Acrylic artist Angus Wilson shares a step-by-step for Acrylic Artist and artistsnetwork.com readers. Wilson’s fragmented and vibrantly colored acrylic work has an impromptu air that belies a deliberate approach. Follow along, step-by-step, as he creates Fruits and Peruvian Lilies on Blue.
The fall 2015 issue of Acrylic Artist features 11 additional paintings by Wilson. Get the issue at NorthLightShop.com and read the feature-length article and see more paintings with the vibrant, bold hues that are a calling card of Wilson’s still life creations.
Step 1 I begin by drawing in the outlines with either charcoal or a watercolor pencil. A watercolor pencil is a great tool with acrylic painting, because you can wash the drawn lines away as you paint. The drawn Cloisonnism outlines are then painted in with a small brush. These beginning stages are vital for the success of the painting. An unusual aspect to my paintings is that every part of the arrangement is on show. There are no ‘lost and found’ elements, which are traditionally the lifeblood of most paintings. The act of defining every element within the painting creates a huge challenge, and both careful composition and smart color choices are essential.

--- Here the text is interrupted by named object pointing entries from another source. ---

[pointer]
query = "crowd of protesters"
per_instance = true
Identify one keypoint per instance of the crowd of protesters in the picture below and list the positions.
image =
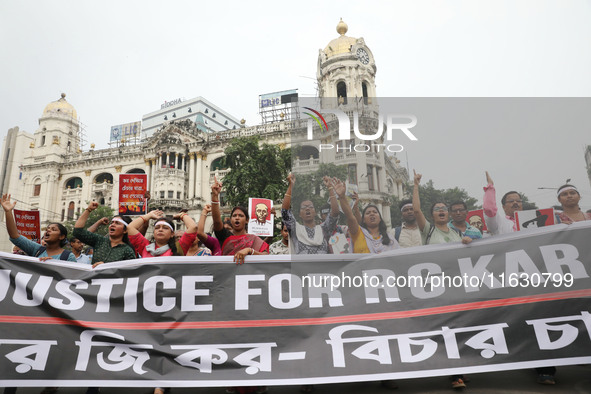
(304, 233)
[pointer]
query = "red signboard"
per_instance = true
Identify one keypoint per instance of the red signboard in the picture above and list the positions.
(28, 224)
(132, 190)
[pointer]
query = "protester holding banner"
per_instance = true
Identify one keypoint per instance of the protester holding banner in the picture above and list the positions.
(237, 242)
(281, 246)
(408, 233)
(113, 247)
(309, 238)
(76, 245)
(569, 198)
(439, 232)
(164, 241)
(459, 212)
(496, 222)
(204, 245)
(371, 235)
(54, 237)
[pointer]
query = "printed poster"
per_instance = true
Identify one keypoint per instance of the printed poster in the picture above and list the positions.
(261, 217)
(132, 191)
(476, 219)
(534, 218)
(28, 224)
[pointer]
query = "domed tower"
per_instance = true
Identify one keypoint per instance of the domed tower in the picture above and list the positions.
(346, 68)
(58, 130)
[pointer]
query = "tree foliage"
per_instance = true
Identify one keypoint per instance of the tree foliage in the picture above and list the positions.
(99, 213)
(429, 195)
(311, 187)
(255, 170)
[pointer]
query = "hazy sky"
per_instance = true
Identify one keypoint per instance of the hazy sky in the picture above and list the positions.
(119, 60)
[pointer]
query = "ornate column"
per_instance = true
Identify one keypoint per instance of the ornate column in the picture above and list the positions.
(199, 175)
(191, 191)
(153, 177)
(149, 173)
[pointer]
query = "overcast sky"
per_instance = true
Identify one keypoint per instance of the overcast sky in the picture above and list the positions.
(119, 60)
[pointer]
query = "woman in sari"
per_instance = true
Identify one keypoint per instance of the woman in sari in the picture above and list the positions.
(238, 242)
(164, 241)
(569, 198)
(371, 235)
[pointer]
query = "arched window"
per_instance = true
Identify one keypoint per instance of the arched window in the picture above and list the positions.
(73, 183)
(342, 92)
(364, 89)
(71, 210)
(36, 187)
(136, 171)
(103, 177)
(217, 164)
(307, 151)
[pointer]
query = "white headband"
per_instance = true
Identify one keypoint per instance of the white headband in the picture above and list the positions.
(165, 223)
(405, 205)
(567, 188)
(119, 220)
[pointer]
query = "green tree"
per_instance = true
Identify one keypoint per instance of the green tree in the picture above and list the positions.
(527, 205)
(255, 170)
(99, 213)
(311, 187)
(429, 195)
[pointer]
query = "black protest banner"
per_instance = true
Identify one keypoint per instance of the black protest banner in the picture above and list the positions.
(501, 303)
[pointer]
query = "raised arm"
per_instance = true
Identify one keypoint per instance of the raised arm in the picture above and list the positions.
(201, 224)
(190, 224)
(416, 202)
(355, 207)
(216, 215)
(10, 222)
(101, 222)
(287, 198)
(352, 222)
(135, 226)
(84, 217)
(332, 196)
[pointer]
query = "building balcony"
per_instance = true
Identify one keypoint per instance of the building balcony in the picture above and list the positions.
(72, 193)
(168, 172)
(102, 187)
(219, 174)
(167, 203)
(309, 164)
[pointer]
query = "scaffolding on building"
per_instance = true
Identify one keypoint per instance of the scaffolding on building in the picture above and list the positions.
(279, 106)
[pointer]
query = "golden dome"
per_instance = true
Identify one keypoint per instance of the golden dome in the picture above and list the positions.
(60, 106)
(342, 44)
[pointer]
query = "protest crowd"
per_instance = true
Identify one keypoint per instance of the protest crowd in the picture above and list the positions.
(362, 229)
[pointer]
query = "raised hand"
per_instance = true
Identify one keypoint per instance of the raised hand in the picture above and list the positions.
(290, 179)
(489, 179)
(92, 206)
(156, 214)
(339, 187)
(417, 178)
(6, 204)
(216, 188)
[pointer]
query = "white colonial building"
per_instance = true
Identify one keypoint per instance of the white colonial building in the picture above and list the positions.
(48, 171)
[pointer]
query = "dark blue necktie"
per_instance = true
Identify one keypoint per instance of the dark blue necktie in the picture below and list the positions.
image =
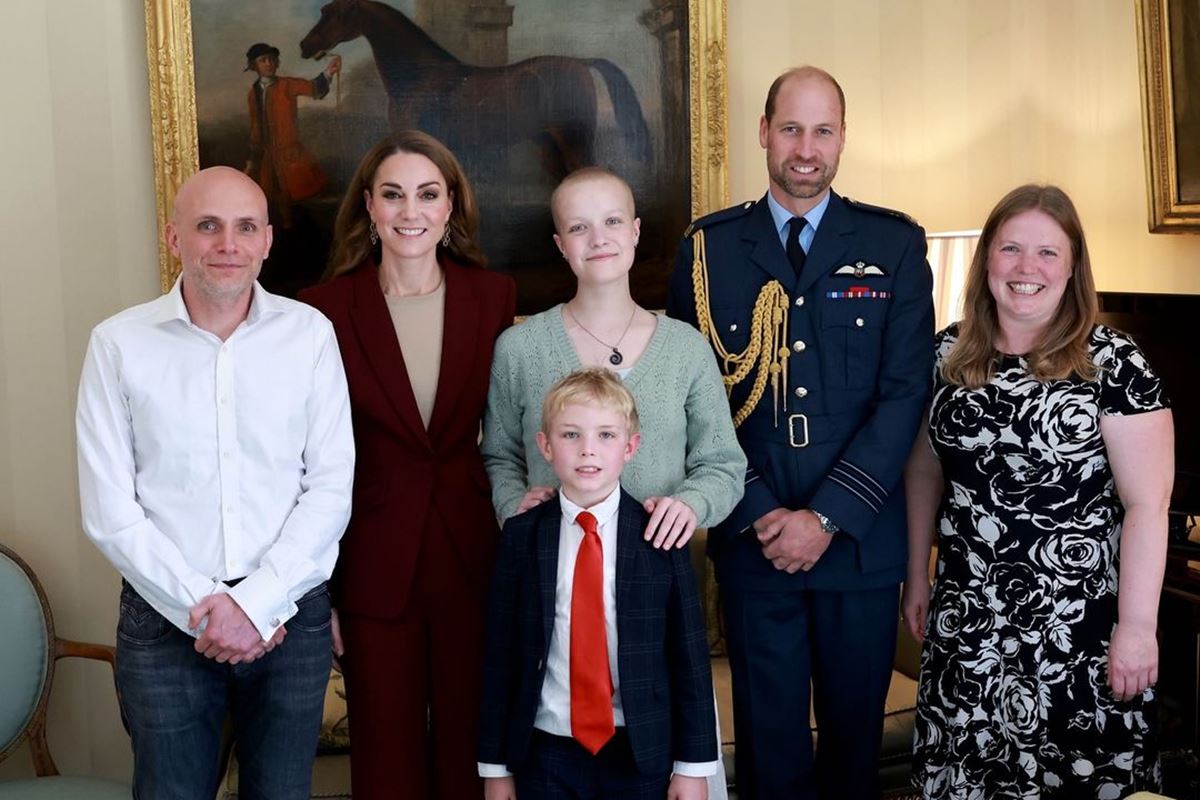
(795, 252)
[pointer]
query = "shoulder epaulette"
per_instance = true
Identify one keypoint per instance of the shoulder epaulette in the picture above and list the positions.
(731, 212)
(880, 209)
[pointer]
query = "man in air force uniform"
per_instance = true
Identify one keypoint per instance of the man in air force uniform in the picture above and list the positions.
(820, 312)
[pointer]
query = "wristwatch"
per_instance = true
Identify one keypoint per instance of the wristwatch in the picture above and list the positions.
(827, 524)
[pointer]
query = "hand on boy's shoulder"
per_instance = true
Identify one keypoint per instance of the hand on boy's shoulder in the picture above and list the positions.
(672, 522)
(499, 788)
(688, 788)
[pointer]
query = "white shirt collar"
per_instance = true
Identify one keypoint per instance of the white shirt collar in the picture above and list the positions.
(262, 302)
(603, 511)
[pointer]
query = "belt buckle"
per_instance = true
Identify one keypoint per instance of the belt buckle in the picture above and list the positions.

Step 2 I carefully plan the colors of the final painting. I then paint over the whole canvas with either a large brush or scrub in the color with a paper towel. I block in colors that form my under painting. Many artists use under painting to tone the whole canvas or give a color theme or mood to the painting. I, however, use the under painting to create color reactions with what will come next. For example, a green tablecloth may have a red under painting, to create a strong compliment color to react too. Acrylic (if used thickly) is powerful in that each layer of paint sits strongly on top of the last. When I paint later ‘final’ layers of paint, I leave broken patches to let the under painting colors react with the final color. It’s a little like clumsy pointillism.
Step 3 In this stage I have begun to establish some overall final colors. I wanted to establish these key color relationships, so I have darted around the canvas – the tablecloth, the background drape, the pineapple and the foliage have all had base colors dropped in.
Step 4 Less clear to see, but work has been done with whites; the beginning of the Peruvian Lilly flowers. Also the strip of color down the left edge has been painted. This color acts as good transition color between key blues and greens in the painting. You’ll notice, there’s no working front to back, or back to front within my painting. This is partly because the Cloisonnist outlines allow for working anywhere. But also I love to define shapes with negative cutting, as opposed to positive shape creation. I find this method of object defining always creates more interesting and dynamic forms.
Step 5 Foliage and some of the foreground elements have been mostly painted.
Step 6 Now the tablecloth and final colors in the ochre back drape have been added. All areas of the painting are now covered. Beyond this stage it is really a case of tidying up and refining areas of the painting that need altered or rethought. Despite the initial planning, an artist should always be ready to respond and deviate from the original plan if the painting needs it or speaks to them.
Step 7 There have been a number of subtle small changes. Most notably, some of the dark Cloisonnist lines have been restated. Also, some areas have had colors glazed over them, (the floor rug and the tablecloth). Additionally a couple of areas in the ochre backdrop are re-toned.
Final painting – Fruits and Peruvian Lilies Over Blue (acrylic on canvas, 36X24) A myriad of final little tweaks take place, flowers details and shapes are further enhanced, adjustments made to the foliage, details of the pattern on the tablecloth are retoned. The floor rug is also re-colored and glazed again.